It’s not something you hook up to the BBQ, add to your tank in the car, or use antacids to combat. G.A.S. stands for Gear Acquisition Syndrome, and it affects, guitarists, audiophiles and photographers alike.
Now I like reading about new cameras and photo equipment as much as anyone. But there is a big difference between looking stuff up on the Internet and actually putting out the cash to buy it. Here’s an example:
This is my Lumix ZS50 from 2016. I’ve written about it before. It’s been on a number of holidays with me and generally works well. It has a smallish sensor that can be noisy in low light, but it also has a huge zoom lens, is lightweight, features a viewfinder unlike many cameras in its class.
Panasonic has put out a few newer models but they mostly upgraded the video capability and that’s not something I use much – if at all.
Where I have problems with G.A.S. is when trying to take these low light photos such as this one inside the Gesu in Rome. Once in a while the combination of very high ISO, slow shutter speed, and wide aperture doesn’t work and I get blurry or very noisy images.
Panasonic has come up with another model that has a bigger sensor. In theory that should make the lower light photos more practical. However:
- The camera is significantly more expensive, heavier, and doesn’t have as good a zoom range.
- I already have a camera which would completely solve the problem of low light. It’s a DSLR that is bigger and much heavier – but I don’t want to travel with a heavy kit any longer.
- I am lucky to get photos as good as the above in low light. 20 years ago, even with a heavy film-based kit, I would not have been able to take a photo in the church. at all. I was constrained by low film ISO and slow zoom lenses.
There are creative ways to take an image in low light inside a church. I could use a slower shutter speed, lean up against a pillar, take a few exposures to see if one of them is less shaky, or prop the camera on a chair or front of a pew. Lots of options to avoid G.A.S.
This picture was taken without flash by my nine-year-old granddaughter Veronica. She didn’t like my focal length so zoomed in a bit.
Veronica has an aptitude for photography – but let’s face it – if a kid can get decent results with a camera I already own, what’s the point of upgrading?
There is no one camera that can combine light weight, good low light performance (larger sensor), long zoom range, fast lens, and affordable price. Such a model would defy the laws of physics and economics.

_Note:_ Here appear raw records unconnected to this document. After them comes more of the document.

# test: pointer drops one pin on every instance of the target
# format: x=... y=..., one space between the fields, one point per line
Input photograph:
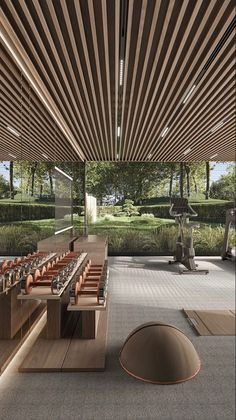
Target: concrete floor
x=141 y=289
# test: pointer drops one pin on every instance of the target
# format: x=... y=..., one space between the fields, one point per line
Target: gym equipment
x=181 y=210
x=92 y=281
x=227 y=251
x=52 y=275
x=160 y=354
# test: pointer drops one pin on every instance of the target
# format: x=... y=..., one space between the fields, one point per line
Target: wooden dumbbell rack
x=16 y=318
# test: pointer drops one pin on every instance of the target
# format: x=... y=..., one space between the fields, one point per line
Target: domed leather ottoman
x=159 y=353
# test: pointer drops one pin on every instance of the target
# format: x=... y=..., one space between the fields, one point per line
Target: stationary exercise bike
x=184 y=252
x=228 y=253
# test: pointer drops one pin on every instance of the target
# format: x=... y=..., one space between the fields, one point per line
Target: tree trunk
x=11 y=180
x=51 y=182
x=41 y=191
x=171 y=182
x=33 y=170
x=207 y=194
x=187 y=170
x=195 y=185
x=181 y=180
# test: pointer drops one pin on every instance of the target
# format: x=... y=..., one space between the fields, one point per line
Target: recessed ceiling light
x=45 y=101
x=63 y=173
x=188 y=94
x=121 y=71
x=12 y=130
x=212 y=157
x=164 y=131
x=217 y=126
x=187 y=151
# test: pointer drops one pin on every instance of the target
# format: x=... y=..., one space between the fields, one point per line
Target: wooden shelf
x=44 y=292
x=87 y=304
x=70 y=354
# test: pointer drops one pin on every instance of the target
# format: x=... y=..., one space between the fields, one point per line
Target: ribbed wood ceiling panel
x=73 y=48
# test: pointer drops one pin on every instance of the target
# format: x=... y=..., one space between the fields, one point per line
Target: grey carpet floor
x=141 y=289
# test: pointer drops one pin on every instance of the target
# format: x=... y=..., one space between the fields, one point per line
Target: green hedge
x=17 y=212
x=208 y=212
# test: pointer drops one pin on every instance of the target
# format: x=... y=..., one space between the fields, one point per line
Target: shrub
x=106 y=218
x=16 y=212
x=20 y=240
x=207 y=211
x=147 y=216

Since I already have a good model that features affordability, compact size and great zoom range I’ll have to make the creative compromises to use it in low light situations.
If and when the camera needs to be replaced, I can revisit the list of criteria above. In the meantime I’ll do my best to avoid G.A.S.
Besides, I already have another way to get creative; I can figure out how to take good pics with my smartphone.